A culture change and tweaks to the law will be needed moving forward to prevent failure-to-protect from being misused, particularly in domestic violence cases, say advocates and service providers. But it’s difficult to do so without a clear view of who is affected and how. None of the relevant state and county agencies contacted for this story are currently collecting or analyzing data on this issue.

The problem is hard to track and address because social services are largely carried out at the county level, which can complicate statewide solutions, said Jessica Merrill, the communications manager for the California Partnership to End Domestic Violence. In 2015, the advocacy group attempted to partner with the California Department of Social Services to compile comprehensive data from child welfare agencies and dependency courts, but because there wasn’t a straightforward way to tackle the issue at the state level, the project never moved forward. Social service agencies frequently charge parents with failure-to-protect in a wide range of circumstances, but don’t distinguish among them when compiling data; this makes it nearly impossible to identify domestic violence-related cases.

Colby Lenz, an advocate and organizer with Survived & Punished and the California Coalition for Women Prisoners, also pointed out that the failure-to-protect statute is just one of many laws and prosecutorial theories with similar effects. Abuse victims have also been charged under aiding and abetting murder laws, for example. Lenz said, “If and when good quantitative research happens, it’ll have to be this kind of complex culling of cases.”

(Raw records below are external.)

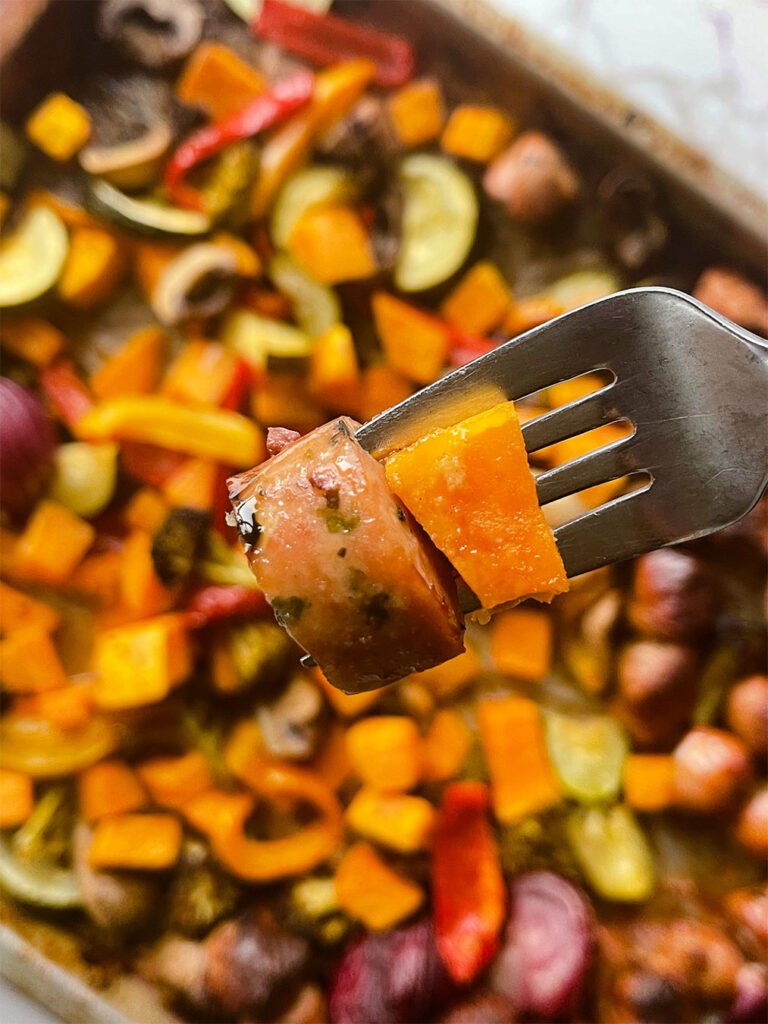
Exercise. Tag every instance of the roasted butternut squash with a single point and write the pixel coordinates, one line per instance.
(471, 488)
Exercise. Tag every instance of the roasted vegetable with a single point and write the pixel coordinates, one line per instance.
(587, 754)
(32, 258)
(325, 39)
(28, 444)
(198, 283)
(501, 558)
(146, 216)
(129, 165)
(547, 947)
(370, 891)
(179, 543)
(59, 127)
(85, 477)
(467, 883)
(612, 852)
(439, 220)
(156, 33)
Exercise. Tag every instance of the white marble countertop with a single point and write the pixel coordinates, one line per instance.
(698, 67)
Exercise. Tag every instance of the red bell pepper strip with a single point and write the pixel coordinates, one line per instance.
(239, 387)
(211, 604)
(286, 96)
(465, 347)
(468, 891)
(67, 391)
(326, 40)
(148, 463)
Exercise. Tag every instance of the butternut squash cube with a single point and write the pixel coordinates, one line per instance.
(471, 488)
(418, 112)
(59, 127)
(369, 890)
(140, 663)
(477, 132)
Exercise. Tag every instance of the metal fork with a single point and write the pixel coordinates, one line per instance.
(692, 383)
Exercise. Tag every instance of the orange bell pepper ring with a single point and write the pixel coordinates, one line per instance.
(222, 816)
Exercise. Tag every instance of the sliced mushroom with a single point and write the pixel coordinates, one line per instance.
(635, 230)
(289, 724)
(197, 283)
(132, 164)
(156, 33)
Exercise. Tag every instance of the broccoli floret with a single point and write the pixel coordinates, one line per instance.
(178, 544)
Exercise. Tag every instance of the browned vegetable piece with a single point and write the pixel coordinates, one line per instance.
(121, 902)
(711, 768)
(252, 961)
(244, 966)
(279, 438)
(657, 686)
(749, 910)
(734, 297)
(665, 970)
(674, 596)
(747, 712)
(482, 1009)
(532, 178)
(363, 136)
(752, 825)
(347, 572)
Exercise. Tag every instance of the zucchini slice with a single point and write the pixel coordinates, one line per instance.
(439, 221)
(147, 216)
(32, 258)
(305, 188)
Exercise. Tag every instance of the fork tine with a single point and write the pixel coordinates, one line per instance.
(610, 534)
(596, 467)
(585, 414)
(518, 368)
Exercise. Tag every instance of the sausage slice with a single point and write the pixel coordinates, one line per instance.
(345, 568)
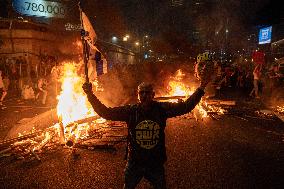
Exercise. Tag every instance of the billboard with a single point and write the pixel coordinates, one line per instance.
(40, 8)
(265, 35)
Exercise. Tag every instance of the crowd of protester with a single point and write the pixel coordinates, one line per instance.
(251, 80)
(20, 80)
(248, 78)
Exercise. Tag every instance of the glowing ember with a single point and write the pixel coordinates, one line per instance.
(280, 109)
(73, 104)
(177, 88)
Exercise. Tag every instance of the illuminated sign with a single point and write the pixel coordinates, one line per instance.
(40, 8)
(73, 27)
(265, 35)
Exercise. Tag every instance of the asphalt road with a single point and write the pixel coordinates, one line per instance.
(235, 151)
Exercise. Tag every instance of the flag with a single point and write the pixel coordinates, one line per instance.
(90, 34)
(97, 64)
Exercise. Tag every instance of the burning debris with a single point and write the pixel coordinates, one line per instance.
(78, 124)
(177, 90)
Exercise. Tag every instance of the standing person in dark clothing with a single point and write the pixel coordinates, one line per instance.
(146, 123)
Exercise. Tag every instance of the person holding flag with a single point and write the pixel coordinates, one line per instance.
(95, 63)
(146, 122)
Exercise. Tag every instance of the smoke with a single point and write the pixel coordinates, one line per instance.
(120, 84)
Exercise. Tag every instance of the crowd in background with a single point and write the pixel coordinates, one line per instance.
(21, 81)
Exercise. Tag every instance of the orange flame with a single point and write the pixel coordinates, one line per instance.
(73, 104)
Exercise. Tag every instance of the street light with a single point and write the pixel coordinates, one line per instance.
(114, 39)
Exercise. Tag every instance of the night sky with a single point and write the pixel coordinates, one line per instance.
(174, 24)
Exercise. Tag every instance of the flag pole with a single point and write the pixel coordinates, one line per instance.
(85, 45)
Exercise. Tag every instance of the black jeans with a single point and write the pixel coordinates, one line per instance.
(154, 174)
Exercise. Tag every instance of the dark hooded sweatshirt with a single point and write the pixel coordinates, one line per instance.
(146, 140)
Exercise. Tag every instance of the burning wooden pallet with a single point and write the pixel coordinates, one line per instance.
(30, 146)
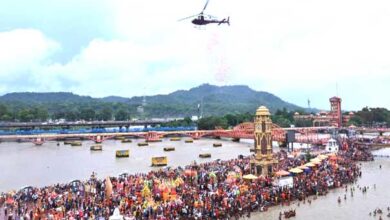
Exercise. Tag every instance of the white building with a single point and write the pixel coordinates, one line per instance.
(332, 146)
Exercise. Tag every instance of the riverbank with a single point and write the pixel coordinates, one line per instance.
(208, 190)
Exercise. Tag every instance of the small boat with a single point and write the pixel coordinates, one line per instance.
(205, 155)
(122, 153)
(75, 143)
(154, 140)
(217, 145)
(119, 138)
(143, 144)
(159, 161)
(96, 147)
(126, 140)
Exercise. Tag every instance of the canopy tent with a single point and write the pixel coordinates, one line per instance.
(315, 160)
(116, 215)
(310, 165)
(249, 177)
(322, 157)
(295, 170)
(303, 167)
(282, 173)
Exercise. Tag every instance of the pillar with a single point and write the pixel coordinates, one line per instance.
(263, 161)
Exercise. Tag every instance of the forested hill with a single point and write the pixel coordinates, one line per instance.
(217, 100)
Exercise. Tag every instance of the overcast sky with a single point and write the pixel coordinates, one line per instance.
(295, 49)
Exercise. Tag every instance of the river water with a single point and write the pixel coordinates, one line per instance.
(25, 164)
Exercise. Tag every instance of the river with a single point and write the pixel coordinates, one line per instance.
(24, 164)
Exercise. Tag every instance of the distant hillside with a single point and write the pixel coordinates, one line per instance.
(216, 100)
(46, 97)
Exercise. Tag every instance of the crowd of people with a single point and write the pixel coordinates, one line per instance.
(213, 190)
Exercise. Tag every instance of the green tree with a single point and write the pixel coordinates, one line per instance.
(87, 114)
(212, 122)
(25, 115)
(105, 114)
(121, 115)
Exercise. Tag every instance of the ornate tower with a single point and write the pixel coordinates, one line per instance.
(335, 111)
(263, 162)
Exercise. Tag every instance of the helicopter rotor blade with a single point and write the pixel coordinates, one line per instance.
(205, 6)
(187, 17)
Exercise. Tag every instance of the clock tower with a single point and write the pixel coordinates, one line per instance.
(263, 161)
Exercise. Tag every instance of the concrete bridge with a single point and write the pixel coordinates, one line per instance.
(96, 124)
(241, 131)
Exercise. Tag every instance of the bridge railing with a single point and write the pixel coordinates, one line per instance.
(94, 130)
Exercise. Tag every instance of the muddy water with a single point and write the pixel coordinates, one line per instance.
(357, 207)
(23, 164)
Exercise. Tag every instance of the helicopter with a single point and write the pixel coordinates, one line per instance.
(203, 19)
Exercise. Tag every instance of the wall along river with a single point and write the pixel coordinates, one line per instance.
(357, 207)
(24, 164)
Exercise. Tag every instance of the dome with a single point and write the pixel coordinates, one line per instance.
(263, 111)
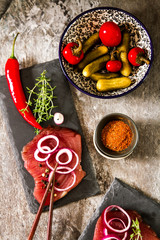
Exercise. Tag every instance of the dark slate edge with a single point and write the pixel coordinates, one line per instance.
(28, 184)
(122, 194)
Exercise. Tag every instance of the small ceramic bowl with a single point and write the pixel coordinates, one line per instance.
(104, 151)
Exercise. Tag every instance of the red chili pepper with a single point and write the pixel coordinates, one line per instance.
(15, 87)
(114, 65)
(73, 52)
(136, 56)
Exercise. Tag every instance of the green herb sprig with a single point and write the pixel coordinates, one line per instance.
(136, 235)
(43, 102)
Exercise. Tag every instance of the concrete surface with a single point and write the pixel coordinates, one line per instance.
(41, 25)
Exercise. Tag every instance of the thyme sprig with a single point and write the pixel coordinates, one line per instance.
(43, 102)
(136, 235)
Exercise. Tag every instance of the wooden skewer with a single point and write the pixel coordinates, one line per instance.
(35, 223)
(49, 228)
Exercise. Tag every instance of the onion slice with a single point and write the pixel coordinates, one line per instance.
(42, 150)
(58, 118)
(66, 188)
(108, 209)
(111, 236)
(39, 159)
(69, 170)
(64, 151)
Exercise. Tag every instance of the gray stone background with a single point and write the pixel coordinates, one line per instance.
(41, 24)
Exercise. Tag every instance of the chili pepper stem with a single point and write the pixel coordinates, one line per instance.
(12, 55)
(76, 51)
(143, 59)
(113, 54)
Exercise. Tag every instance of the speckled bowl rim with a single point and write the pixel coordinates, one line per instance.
(123, 155)
(70, 80)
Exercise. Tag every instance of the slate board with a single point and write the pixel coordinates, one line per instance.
(20, 132)
(127, 197)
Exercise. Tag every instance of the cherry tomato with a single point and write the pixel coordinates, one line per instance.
(110, 34)
(136, 56)
(73, 53)
(114, 66)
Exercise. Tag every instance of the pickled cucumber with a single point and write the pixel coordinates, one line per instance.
(113, 84)
(126, 67)
(97, 76)
(90, 42)
(124, 46)
(95, 66)
(92, 56)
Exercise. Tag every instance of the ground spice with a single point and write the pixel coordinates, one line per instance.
(116, 135)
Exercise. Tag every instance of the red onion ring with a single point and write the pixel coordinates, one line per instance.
(39, 159)
(64, 189)
(62, 151)
(111, 236)
(119, 219)
(58, 118)
(108, 222)
(43, 139)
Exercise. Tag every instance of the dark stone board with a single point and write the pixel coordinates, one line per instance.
(127, 197)
(20, 132)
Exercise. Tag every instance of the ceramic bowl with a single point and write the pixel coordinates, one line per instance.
(89, 22)
(107, 153)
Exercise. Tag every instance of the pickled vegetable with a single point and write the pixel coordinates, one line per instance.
(113, 84)
(92, 56)
(90, 42)
(126, 67)
(97, 76)
(95, 66)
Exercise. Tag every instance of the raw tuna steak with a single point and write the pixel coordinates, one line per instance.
(39, 170)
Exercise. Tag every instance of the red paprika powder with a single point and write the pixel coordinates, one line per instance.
(116, 135)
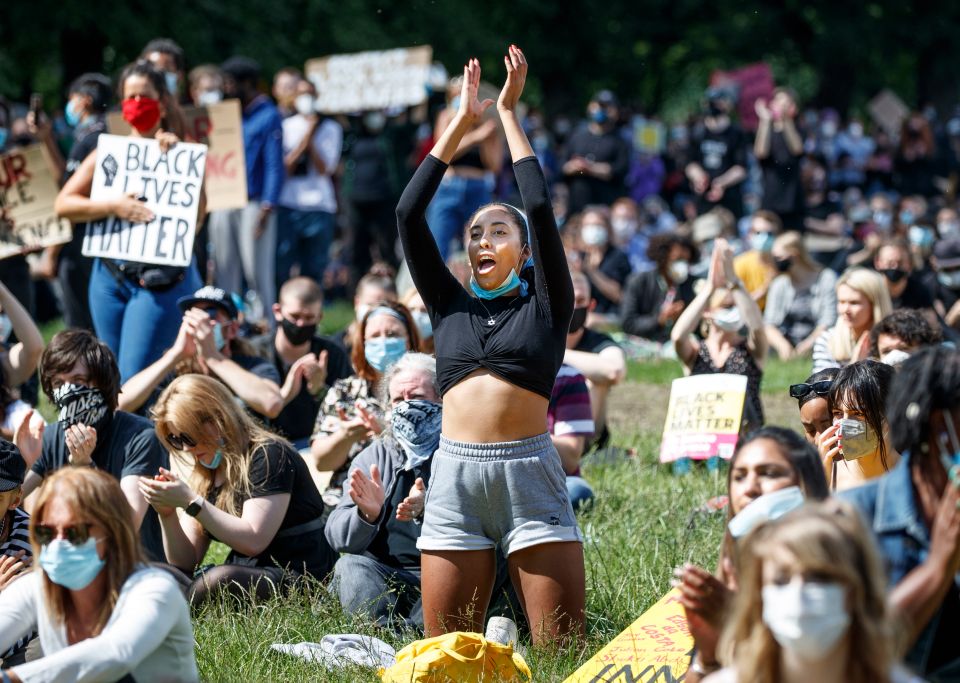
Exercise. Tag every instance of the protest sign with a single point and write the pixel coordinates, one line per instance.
(28, 190)
(656, 647)
(703, 418)
(649, 135)
(168, 184)
(888, 111)
(371, 80)
(751, 82)
(218, 127)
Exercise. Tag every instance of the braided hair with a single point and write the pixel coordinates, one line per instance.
(927, 381)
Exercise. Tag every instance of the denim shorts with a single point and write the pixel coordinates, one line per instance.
(512, 493)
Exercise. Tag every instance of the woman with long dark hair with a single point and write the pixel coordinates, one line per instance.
(497, 477)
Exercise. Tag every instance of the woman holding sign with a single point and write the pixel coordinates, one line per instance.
(498, 352)
(133, 305)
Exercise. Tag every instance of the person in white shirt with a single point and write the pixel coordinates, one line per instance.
(101, 612)
(308, 203)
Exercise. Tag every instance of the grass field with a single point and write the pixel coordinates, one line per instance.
(645, 522)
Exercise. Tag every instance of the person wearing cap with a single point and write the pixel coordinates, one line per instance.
(718, 156)
(208, 344)
(946, 260)
(597, 157)
(79, 375)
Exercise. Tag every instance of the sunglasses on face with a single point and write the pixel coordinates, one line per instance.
(821, 388)
(75, 535)
(181, 441)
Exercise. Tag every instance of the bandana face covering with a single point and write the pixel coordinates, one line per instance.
(79, 404)
(416, 427)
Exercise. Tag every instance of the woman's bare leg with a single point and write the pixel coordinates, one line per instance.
(456, 586)
(550, 582)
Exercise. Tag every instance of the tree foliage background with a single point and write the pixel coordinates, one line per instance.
(657, 54)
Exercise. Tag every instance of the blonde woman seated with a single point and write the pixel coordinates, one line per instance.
(811, 605)
(735, 341)
(801, 301)
(246, 488)
(862, 302)
(102, 613)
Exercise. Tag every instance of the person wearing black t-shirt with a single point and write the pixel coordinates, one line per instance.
(718, 157)
(241, 485)
(779, 148)
(88, 100)
(308, 363)
(79, 375)
(597, 157)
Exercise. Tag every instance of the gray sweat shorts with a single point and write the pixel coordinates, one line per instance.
(513, 493)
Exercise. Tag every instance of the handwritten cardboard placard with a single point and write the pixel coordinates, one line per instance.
(751, 82)
(219, 127)
(703, 418)
(371, 80)
(656, 647)
(169, 185)
(28, 190)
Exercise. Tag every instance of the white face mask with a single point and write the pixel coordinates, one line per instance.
(304, 104)
(679, 271)
(766, 508)
(593, 234)
(807, 618)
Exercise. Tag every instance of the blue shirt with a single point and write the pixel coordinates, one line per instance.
(889, 506)
(263, 148)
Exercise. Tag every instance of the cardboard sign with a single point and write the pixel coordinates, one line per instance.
(752, 82)
(656, 647)
(219, 127)
(703, 418)
(169, 185)
(371, 80)
(28, 190)
(888, 111)
(649, 135)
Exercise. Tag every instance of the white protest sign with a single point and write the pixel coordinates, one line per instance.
(371, 80)
(168, 184)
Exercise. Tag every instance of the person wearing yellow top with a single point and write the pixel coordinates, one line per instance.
(857, 446)
(756, 267)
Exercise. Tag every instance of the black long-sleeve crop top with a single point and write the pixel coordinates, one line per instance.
(526, 342)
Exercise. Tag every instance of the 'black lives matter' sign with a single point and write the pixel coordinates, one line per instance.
(168, 184)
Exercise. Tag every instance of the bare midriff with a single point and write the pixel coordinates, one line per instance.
(484, 408)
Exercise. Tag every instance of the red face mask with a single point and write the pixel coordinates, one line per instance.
(142, 113)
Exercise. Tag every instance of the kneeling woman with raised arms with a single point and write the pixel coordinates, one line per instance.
(496, 478)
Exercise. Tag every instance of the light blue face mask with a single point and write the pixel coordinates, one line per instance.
(382, 352)
(766, 508)
(215, 463)
(72, 566)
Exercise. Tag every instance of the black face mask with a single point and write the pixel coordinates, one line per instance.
(783, 265)
(296, 334)
(578, 320)
(894, 274)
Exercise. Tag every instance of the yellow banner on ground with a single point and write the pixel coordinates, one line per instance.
(656, 647)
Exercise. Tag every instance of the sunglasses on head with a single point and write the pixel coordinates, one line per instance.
(75, 535)
(181, 441)
(821, 388)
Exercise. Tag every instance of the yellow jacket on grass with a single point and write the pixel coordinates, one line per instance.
(456, 657)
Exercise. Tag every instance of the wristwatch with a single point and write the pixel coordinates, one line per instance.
(193, 509)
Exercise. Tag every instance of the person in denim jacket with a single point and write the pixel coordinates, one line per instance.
(913, 509)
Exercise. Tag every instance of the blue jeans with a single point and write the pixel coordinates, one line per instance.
(579, 491)
(303, 237)
(137, 324)
(453, 204)
(387, 595)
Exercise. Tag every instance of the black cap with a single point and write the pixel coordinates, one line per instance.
(947, 253)
(606, 98)
(209, 295)
(12, 466)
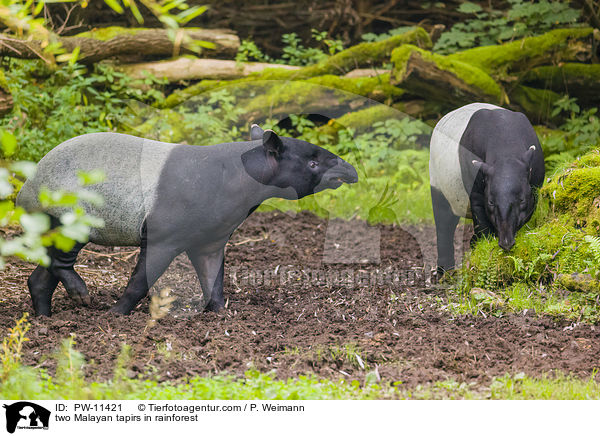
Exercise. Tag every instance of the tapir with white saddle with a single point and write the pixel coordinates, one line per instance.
(170, 199)
(485, 163)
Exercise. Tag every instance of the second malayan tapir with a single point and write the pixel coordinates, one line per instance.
(485, 163)
(173, 198)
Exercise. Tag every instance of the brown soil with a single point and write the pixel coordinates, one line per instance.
(297, 322)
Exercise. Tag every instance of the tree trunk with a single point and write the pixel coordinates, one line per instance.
(434, 78)
(576, 80)
(133, 43)
(6, 102)
(186, 68)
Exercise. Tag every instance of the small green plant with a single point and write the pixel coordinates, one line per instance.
(12, 347)
(578, 134)
(294, 50)
(73, 102)
(490, 26)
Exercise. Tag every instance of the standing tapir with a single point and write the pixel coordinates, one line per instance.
(485, 162)
(173, 198)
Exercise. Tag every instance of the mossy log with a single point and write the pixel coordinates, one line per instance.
(189, 68)
(575, 191)
(578, 282)
(361, 55)
(537, 104)
(363, 119)
(328, 95)
(560, 45)
(577, 80)
(438, 78)
(6, 101)
(131, 43)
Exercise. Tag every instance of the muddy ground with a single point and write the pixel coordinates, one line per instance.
(292, 311)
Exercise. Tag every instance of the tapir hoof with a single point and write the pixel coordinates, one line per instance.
(120, 309)
(81, 299)
(214, 306)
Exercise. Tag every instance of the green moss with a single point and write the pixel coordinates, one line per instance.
(576, 190)
(108, 33)
(578, 282)
(494, 59)
(3, 82)
(306, 93)
(359, 55)
(366, 53)
(568, 70)
(469, 74)
(538, 104)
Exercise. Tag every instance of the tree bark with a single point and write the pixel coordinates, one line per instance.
(577, 80)
(434, 78)
(185, 68)
(116, 41)
(6, 101)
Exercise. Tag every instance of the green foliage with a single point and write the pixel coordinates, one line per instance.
(12, 347)
(294, 51)
(50, 108)
(491, 26)
(393, 172)
(560, 387)
(555, 244)
(578, 134)
(372, 37)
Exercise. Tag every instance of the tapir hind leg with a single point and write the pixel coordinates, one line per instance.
(41, 284)
(445, 226)
(43, 281)
(61, 267)
(210, 271)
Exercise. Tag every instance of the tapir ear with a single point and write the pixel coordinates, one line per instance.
(272, 142)
(255, 132)
(485, 168)
(528, 156)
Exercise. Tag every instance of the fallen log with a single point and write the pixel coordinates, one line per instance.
(575, 79)
(361, 55)
(134, 43)
(188, 68)
(362, 120)
(439, 78)
(537, 104)
(327, 95)
(6, 101)
(560, 45)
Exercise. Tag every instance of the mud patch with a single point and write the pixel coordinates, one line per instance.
(293, 310)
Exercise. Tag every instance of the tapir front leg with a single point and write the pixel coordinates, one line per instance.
(481, 224)
(210, 271)
(152, 262)
(445, 227)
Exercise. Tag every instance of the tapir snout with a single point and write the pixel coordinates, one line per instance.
(340, 173)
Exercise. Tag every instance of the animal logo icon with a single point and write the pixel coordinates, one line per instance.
(25, 414)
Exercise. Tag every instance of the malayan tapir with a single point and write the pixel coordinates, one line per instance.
(485, 163)
(173, 198)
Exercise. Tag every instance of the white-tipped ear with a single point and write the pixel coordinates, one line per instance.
(483, 167)
(272, 142)
(528, 156)
(255, 132)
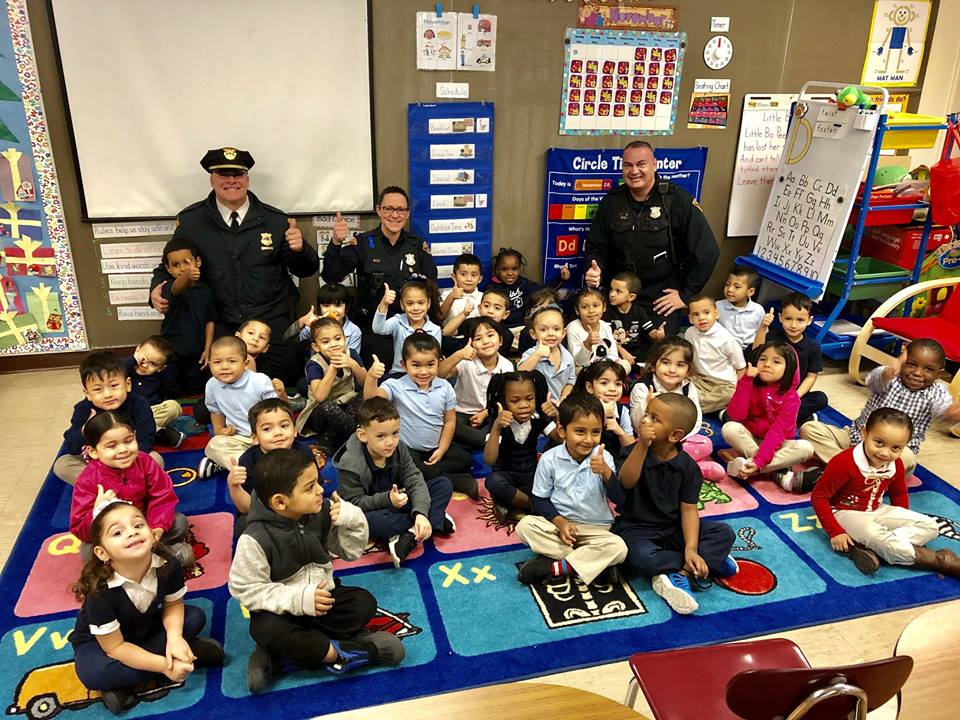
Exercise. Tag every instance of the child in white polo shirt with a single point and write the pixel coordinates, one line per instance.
(473, 366)
(717, 355)
(427, 412)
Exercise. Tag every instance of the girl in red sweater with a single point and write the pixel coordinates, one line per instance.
(848, 500)
(118, 466)
(765, 406)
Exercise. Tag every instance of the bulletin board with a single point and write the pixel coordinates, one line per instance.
(451, 180)
(620, 82)
(39, 304)
(814, 190)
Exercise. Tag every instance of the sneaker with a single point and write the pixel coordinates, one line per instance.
(208, 468)
(675, 590)
(170, 437)
(400, 546)
(534, 571)
(729, 567)
(353, 655)
(865, 559)
(808, 478)
(735, 465)
(262, 668)
(208, 652)
(449, 527)
(119, 700)
(788, 480)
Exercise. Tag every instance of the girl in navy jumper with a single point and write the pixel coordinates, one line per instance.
(133, 624)
(765, 405)
(511, 449)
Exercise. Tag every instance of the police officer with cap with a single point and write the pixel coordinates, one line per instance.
(655, 229)
(386, 255)
(249, 251)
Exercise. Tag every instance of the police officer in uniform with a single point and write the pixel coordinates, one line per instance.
(386, 255)
(249, 250)
(655, 229)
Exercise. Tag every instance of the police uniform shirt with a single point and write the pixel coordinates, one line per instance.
(627, 234)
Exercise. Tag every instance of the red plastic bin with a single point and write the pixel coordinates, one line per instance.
(879, 198)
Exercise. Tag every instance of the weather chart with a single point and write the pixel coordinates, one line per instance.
(620, 81)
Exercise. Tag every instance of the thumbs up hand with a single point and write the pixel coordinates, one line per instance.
(340, 230)
(598, 463)
(593, 275)
(237, 475)
(377, 368)
(293, 236)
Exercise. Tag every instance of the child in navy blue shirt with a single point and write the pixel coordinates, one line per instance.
(146, 369)
(427, 407)
(657, 496)
(189, 322)
(105, 387)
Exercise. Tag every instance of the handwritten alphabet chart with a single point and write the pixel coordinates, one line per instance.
(620, 82)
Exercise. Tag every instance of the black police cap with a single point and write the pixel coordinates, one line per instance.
(225, 160)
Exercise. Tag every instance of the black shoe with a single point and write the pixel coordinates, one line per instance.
(169, 437)
(208, 652)
(534, 571)
(808, 478)
(119, 700)
(261, 669)
(400, 546)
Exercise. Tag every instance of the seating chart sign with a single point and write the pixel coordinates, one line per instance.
(620, 82)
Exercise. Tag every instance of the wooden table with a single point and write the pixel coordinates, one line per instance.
(514, 701)
(932, 639)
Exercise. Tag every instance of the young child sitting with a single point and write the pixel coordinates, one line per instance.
(657, 496)
(632, 328)
(549, 356)
(571, 531)
(333, 375)
(717, 355)
(146, 368)
(133, 624)
(230, 394)
(473, 366)
(415, 303)
(105, 387)
(271, 422)
(467, 274)
(189, 322)
(848, 501)
(119, 467)
(909, 384)
(378, 475)
(604, 380)
(333, 300)
(762, 419)
(796, 314)
(282, 572)
(739, 314)
(590, 337)
(511, 449)
(667, 370)
(427, 411)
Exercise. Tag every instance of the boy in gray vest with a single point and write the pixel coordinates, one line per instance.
(282, 573)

Capital & Main learned of several early efforts in Los Angeles County to bring together advocates, providers and officials to finally address failure-to-protect, but proposals have not yet been publicly announced. Most participants are considering writing exceptions into the law, boosting collaboration between agencies and providers, funding and mandating further research and improving required training for social workers, attorneys and judges. For about a decade, Los Angeles has been contemplating implementing a model known as the Guide to Effective Response to Domestic Abuse, but it has been stalled by bureaucratic barriers pending protocol and training. In recent years, some DCFS employees have pushed for better approaches to domestic violence, but with frequent leadership changes, the agency hasn’t maintained a consistent system.

“The discussions are there, and certainly the need is there,” said service provider Lee. “But the speed at which change happens is really slow.”

When it comes to legislative fixes, California state Senator Susan Rubio, who is herself a domestic violence survivor, told Capital & Main in an emailed statement that she “will be exploring ways to rectify this through legislation over the interim.” Rubio recently championed legislation to proclaim October Domestic Violence Awareness Month and to extend the statute of limitations for domestic violence cases.

“The system is broken and designed to protect the abusers. It’s outrageous,” said Rubio. “Victims are punished for defending themselves and their children and punished when they don’t.”

For Archie, the work continues. As someone who has been impacted herself, she knows full well that “there is not a lot of support that people can readily access.” But she hopes that with advocacy and increased accountability, social service and justice institutions can start, she said, to “provide more resources to families that are threatened with removal as opposed to looking for ways to break the families apart.”